About denormalization in inference
VGGT is impressive! I just have a question: during training, "Ground Truth Coordinate Normalization" was applied. Does we need a denormalization step during inference to recover the original coordinates?
Ground Truth Coordinate Normalization We follow [129] and, first, express all quantities in the coordinate frame of the first camera g1. Then, we compute the average Euclidean distance of all 3D points in the point map P to the origin and use this scale to normalize the camera translations t, the point map P, and the depth map D.
Hi, I visit lots of issues under this repository, found that we only predict a normalized scene with normlized coordinates but not actual coordinates. Then I have another question: could I train the model without "Ground Truth Coordinate Normalization", so that I can use the actual coordinates or processed coordinates in my dataloader (without "Ground Truth Coordinate Normalization", too) directly in inference. What is the effect of this? For example, could it make the training unstable? Thanks!
hi LeryLee i had the same question, could you find an answer to it?
hi LeryLee i had the same question, could you find an answer to it?
not yet, I still try to figure out how to recover the original coordinates in the inference if we already have camera extrinsics and intrinsics.

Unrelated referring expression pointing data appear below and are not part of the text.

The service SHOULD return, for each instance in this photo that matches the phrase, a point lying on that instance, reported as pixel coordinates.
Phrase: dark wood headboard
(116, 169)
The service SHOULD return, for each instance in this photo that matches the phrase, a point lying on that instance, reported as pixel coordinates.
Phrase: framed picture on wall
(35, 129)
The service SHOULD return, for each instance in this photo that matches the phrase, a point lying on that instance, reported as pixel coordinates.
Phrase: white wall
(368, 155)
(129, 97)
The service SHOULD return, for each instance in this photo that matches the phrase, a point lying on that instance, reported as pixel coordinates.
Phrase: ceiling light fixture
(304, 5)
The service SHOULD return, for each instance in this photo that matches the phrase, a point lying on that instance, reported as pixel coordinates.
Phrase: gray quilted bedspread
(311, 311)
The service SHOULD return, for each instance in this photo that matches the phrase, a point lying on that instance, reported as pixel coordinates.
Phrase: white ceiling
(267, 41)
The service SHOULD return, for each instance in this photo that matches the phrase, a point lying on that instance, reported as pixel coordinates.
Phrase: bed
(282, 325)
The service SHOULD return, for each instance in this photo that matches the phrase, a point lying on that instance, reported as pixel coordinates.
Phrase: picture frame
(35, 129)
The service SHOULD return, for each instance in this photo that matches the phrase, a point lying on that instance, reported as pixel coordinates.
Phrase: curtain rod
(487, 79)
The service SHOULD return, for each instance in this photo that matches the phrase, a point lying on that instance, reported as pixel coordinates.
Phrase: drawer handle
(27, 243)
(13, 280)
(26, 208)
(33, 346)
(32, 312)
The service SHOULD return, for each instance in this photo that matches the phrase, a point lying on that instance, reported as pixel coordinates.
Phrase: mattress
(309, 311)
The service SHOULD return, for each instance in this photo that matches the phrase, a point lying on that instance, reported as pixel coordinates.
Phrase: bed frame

And if we can't do so, whether it is possible to train the model without "Ground Truth Coordinate Normalization".
How can we use this model to obtain the internal and external parameters of the camera?
How can we use this model to obtain the internal and external parameters of the camera?
I noticed that demo_viser.py involves the computation of camera extrinsics and intrinsics.
extrinsic, intrinsic = pose_encoding_to_extri_intri(predictions["pose_enc"], images.shape[-2:])
predictions["extrinsic"] = extrinsic
predictions["intrinsic"] = intrinsic